Pursuant to the above provision, the Defendant has failed to demonstrate proper service of the notice upon the Petitioner. In Rounsley v. DC Ventre & Sons, Inc. 361 Pa. Superior Ct. 253 (1987) while giving its decision on the necessity of notice of intent to file Praecipe for Judgement of Non-Pros, the court’s position was clear as “we find that Appellees’ failure to mail proper notice to Appellants and defense counsel resulted in the exact harm that Rule 237.1 was meant to alleviate.”

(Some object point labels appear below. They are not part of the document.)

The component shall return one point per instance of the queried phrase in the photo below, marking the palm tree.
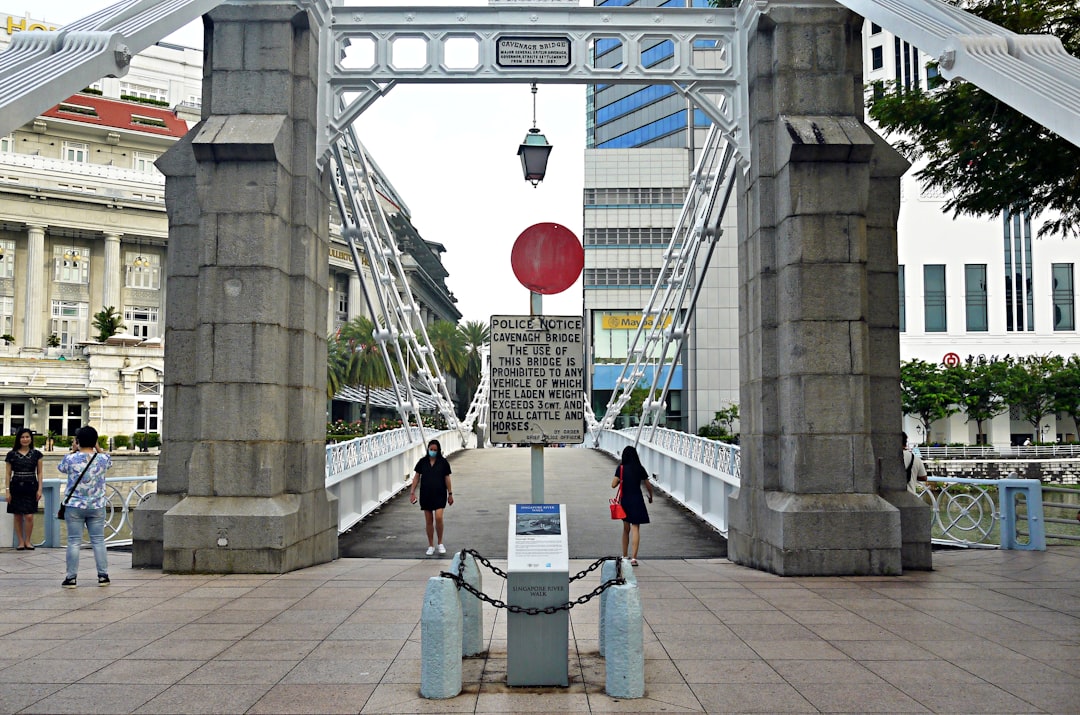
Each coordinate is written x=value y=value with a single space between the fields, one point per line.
x=360 y=361
x=476 y=335
x=108 y=323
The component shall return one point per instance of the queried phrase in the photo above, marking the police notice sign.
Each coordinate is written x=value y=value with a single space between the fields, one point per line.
x=537 y=379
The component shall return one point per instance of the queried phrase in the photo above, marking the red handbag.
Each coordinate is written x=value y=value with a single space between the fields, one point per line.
x=616 y=504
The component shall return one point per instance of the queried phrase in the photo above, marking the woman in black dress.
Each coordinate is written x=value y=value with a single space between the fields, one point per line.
x=432 y=473
x=632 y=475
x=24 y=486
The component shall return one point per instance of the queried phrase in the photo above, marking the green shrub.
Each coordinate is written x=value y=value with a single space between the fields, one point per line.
x=151 y=440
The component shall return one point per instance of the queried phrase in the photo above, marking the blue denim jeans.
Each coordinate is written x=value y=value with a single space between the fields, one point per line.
x=94 y=518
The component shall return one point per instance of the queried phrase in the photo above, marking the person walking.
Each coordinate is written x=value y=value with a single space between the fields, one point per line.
x=432 y=473
x=632 y=475
x=913 y=466
x=84 y=503
x=24 y=486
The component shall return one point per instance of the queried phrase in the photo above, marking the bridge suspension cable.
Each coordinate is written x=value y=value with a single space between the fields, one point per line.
x=400 y=327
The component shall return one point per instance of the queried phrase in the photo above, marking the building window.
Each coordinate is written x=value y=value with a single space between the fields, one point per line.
x=142 y=270
x=877 y=57
x=933 y=297
x=1020 y=287
x=12 y=416
x=903 y=300
x=1065 y=316
x=65 y=417
x=143 y=161
x=341 y=293
x=974 y=291
x=76 y=151
x=7 y=258
x=69 y=321
x=143 y=92
x=142 y=322
x=70 y=265
x=7 y=315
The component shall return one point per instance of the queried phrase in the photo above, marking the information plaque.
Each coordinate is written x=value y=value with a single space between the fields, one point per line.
x=537 y=380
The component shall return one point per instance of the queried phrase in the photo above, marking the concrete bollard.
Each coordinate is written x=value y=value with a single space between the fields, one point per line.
x=625 y=648
x=441 y=639
x=472 y=608
x=608 y=572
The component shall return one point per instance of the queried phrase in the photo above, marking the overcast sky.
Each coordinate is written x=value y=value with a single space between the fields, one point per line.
x=451 y=152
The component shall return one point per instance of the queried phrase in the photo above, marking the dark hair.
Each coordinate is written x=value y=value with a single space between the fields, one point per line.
x=86 y=436
x=630 y=458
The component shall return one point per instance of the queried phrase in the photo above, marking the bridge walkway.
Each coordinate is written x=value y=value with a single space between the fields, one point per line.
x=487 y=481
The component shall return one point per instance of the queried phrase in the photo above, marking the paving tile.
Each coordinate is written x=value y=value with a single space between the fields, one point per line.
x=756 y=698
x=389 y=698
x=91 y=699
x=300 y=699
x=205 y=699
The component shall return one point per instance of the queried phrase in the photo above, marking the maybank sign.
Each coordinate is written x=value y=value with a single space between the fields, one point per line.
x=24 y=25
x=629 y=322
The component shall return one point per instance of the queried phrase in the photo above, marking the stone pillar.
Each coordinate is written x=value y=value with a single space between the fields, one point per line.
x=110 y=293
x=809 y=500
x=32 y=328
x=241 y=477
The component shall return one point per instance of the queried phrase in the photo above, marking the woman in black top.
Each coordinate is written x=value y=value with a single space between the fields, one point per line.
x=24 y=485
x=433 y=475
x=632 y=475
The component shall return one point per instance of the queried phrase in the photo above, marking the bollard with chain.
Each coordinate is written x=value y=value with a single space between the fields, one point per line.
x=613 y=569
x=472 y=610
x=441 y=639
x=624 y=663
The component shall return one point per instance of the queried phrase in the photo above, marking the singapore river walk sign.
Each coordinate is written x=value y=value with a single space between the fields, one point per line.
x=537 y=379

Judgment No Pros was entered herein on [insert date]. Petitioner first learned of the judgment Non-Pros on [insert date], when he approached the Prothonotary to verify filing of his complaint and was instead informed of the delivered judgment. Despite earlier follow ups by the Petitioner, prothonotary informed the Petitioner that there was “no progress” to report about the case. This despite the fact that the Petitioner submitted all necessary pleadings with the prothonotary for filing. Equally important, the Petitioner demonstrated service by providing proof of signature when serving documents via mail to the Defendant and to the prothonotary.

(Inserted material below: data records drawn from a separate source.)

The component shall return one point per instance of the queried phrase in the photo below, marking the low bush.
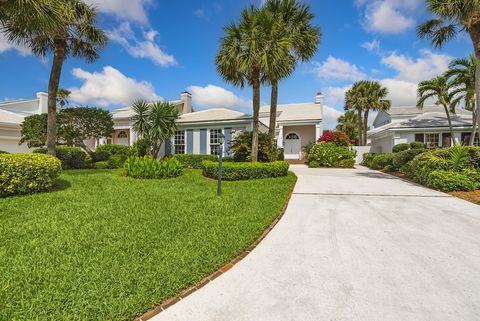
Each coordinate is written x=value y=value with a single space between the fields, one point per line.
x=27 y=173
x=330 y=155
x=71 y=157
x=380 y=161
x=418 y=145
x=148 y=168
x=450 y=181
x=400 y=147
x=244 y=171
x=194 y=161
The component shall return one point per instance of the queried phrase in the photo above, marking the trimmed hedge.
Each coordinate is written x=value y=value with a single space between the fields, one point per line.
x=245 y=171
x=400 y=148
x=27 y=173
x=148 y=168
x=71 y=157
x=194 y=161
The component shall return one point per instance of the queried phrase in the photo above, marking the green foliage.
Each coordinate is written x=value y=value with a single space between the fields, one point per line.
x=195 y=161
x=241 y=147
x=331 y=155
x=148 y=168
x=418 y=145
x=27 y=173
x=450 y=181
x=380 y=161
x=71 y=157
x=245 y=171
x=400 y=148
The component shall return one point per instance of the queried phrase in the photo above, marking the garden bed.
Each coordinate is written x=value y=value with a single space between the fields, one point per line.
x=105 y=247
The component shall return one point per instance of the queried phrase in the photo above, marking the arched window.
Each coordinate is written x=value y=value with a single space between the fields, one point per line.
x=292 y=136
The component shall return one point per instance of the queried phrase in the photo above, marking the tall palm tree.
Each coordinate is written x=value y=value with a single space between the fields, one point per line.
x=71 y=30
x=251 y=50
x=452 y=18
x=366 y=95
x=440 y=89
x=462 y=75
x=304 y=39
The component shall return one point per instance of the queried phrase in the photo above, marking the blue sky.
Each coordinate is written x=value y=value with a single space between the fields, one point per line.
x=158 y=48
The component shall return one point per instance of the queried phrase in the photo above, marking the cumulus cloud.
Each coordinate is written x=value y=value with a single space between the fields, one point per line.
x=335 y=68
x=141 y=48
x=132 y=10
x=212 y=96
x=110 y=87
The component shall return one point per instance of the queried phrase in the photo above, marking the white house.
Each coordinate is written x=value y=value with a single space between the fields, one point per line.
x=429 y=125
x=12 y=114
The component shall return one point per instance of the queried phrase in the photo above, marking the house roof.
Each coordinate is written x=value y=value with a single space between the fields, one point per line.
x=214 y=114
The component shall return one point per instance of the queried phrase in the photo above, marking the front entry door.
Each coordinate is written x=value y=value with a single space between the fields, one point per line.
x=293 y=146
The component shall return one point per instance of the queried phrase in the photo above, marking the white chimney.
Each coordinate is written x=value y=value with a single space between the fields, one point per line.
x=319 y=98
x=186 y=97
x=42 y=102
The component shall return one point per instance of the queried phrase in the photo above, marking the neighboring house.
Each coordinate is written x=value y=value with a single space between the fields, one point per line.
x=12 y=114
x=297 y=125
x=429 y=125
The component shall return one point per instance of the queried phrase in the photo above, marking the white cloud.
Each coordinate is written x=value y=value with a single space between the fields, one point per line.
x=388 y=16
x=213 y=96
x=427 y=66
x=110 y=87
x=335 y=68
x=141 y=48
x=5 y=46
x=132 y=10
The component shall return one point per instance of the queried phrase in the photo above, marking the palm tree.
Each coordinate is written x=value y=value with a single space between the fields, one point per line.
x=348 y=123
x=251 y=50
x=304 y=39
x=452 y=18
x=70 y=31
x=155 y=122
x=364 y=96
x=440 y=89
x=462 y=73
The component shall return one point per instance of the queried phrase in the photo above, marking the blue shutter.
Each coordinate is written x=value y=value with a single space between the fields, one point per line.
x=228 y=139
x=203 y=141
x=189 y=142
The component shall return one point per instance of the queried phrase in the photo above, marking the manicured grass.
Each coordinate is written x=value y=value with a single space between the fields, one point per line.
x=105 y=247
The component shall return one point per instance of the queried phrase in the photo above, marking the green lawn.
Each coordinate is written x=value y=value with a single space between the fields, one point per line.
x=105 y=247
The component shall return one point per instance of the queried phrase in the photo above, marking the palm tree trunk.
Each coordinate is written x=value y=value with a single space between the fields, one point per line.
x=360 y=128
x=53 y=83
x=256 y=110
x=449 y=124
x=273 y=110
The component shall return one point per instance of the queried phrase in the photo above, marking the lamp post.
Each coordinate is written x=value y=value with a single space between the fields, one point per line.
x=221 y=139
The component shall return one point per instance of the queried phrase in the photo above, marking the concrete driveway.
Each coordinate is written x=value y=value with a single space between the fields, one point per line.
x=353 y=245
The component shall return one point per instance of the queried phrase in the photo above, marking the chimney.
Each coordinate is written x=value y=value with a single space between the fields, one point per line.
x=42 y=102
x=319 y=98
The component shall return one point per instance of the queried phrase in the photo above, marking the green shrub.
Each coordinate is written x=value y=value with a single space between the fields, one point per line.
x=148 y=168
x=367 y=159
x=27 y=173
x=194 y=161
x=400 y=147
x=71 y=157
x=402 y=158
x=380 y=161
x=450 y=181
x=330 y=155
x=244 y=171
x=101 y=165
x=418 y=145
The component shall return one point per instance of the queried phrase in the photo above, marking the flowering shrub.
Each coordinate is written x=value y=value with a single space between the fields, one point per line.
x=339 y=138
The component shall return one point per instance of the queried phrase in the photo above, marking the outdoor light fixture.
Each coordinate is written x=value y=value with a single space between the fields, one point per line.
x=221 y=139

Petitioner has demonstrated willingness to comply and file all necessary documents required. Nevertheless, the prothonotary has frustrated the efforts of the Petitioner. Petitioner has attempted to file Writ of Summons several times. Three (3) out of the four (4) attempts have all been rejected by the Prothonotary. Consequently, the Petitioner has spent over $1,200 as filing costs. On a separate occasion, Prothonotary has required the Petitioner to retain the services of an attorney in order to be able to proceed with filings, yet the Petitioner is a Pro Se litigant. Other times, the Prothonotary has simply made it clear that the Petitioners documents will not be filed. As it stands, the Petitioner is denied access via phone or email. Petitioner is equally unable to access the online platform to assess the progress of the case.

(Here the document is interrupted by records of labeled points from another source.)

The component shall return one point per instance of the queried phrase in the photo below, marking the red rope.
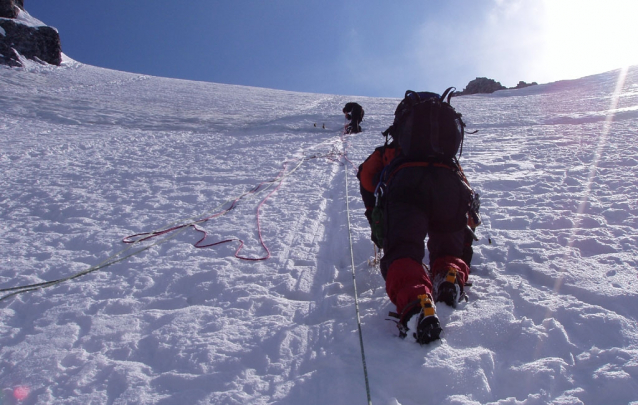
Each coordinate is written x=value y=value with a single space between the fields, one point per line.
x=141 y=237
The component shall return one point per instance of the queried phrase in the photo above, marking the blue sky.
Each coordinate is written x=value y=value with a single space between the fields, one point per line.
x=369 y=48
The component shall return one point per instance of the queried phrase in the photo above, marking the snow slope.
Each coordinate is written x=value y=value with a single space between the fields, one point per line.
x=89 y=156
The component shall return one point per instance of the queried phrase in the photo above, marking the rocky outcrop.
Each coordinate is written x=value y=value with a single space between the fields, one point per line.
x=522 y=85
x=10 y=8
x=37 y=42
x=481 y=85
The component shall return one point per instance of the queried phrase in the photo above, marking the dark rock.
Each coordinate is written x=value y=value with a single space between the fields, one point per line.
x=10 y=8
x=36 y=43
x=481 y=85
x=522 y=85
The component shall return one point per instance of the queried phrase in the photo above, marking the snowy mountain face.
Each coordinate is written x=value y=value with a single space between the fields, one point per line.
x=90 y=156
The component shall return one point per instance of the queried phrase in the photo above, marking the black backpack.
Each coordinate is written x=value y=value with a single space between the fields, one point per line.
x=427 y=127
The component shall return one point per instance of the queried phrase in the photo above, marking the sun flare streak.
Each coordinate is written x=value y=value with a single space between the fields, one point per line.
x=602 y=142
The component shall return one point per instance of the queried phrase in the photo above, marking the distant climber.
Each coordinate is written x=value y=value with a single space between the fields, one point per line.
x=354 y=115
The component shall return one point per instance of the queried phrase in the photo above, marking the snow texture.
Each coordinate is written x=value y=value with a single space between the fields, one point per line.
x=89 y=156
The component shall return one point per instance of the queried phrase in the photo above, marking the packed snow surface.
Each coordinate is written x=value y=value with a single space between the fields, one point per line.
x=90 y=156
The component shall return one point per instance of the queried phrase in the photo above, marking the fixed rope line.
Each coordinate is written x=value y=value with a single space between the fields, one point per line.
x=115 y=258
x=354 y=282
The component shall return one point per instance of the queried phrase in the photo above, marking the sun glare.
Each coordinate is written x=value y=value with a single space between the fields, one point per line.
x=584 y=37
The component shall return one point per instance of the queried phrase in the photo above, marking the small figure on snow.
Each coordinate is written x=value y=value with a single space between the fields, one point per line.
x=354 y=114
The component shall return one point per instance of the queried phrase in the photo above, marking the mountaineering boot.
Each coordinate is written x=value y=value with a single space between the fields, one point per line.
x=428 y=327
x=447 y=288
x=421 y=316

Petitioner has been frustrated by the process. He has taken all necessary steps to comply with statutory provision and have his documents filed in good time to enable the case to proceed. unfortunately, Petitioner has stumbled on several road blocks hindering Petitioner’s path to justice.
CONSTITUTIONAL DUE PROCESS REQUIRES NOTICE
It is axiomatic that notice of a praecipe and opportunity to defend is fundamental due process of law as required by the Constitution. An elementary and fundamental requirement of due process in any proceeding which is to be accorded finality is notice reasonably calculated, under all the circumstances, to apprize interested parties of the pendency of the action and afford them an opportunity to present their objections.
Mullane v. Cent. Hanover Bank & Trust Co., 339 U.S. 306, 314, 94 L. Ed. 865, 70 S. Ct. 652 (1950). Further, personal service must be obtained in order for a court to exercise personal jurisdiction over a party; a judgment rendered without personal jurisdiction over a defendant is void. Community Ins. Co. v. Sullivan, 1997 Ohio App. LEXIS 2836 (Ohio Ct.App., 1997).
Petitioner is accordingly entitled to an order staying Judgment No Pros entered herein for the reason that Petitioner was never served with notice of intent to file Praecipe for Judgement of Non-Pros herein. Petitioner also requests the Execution of the Judgement be stayed pending the disposition of the Petition and the intended Appeal by the Petitioner.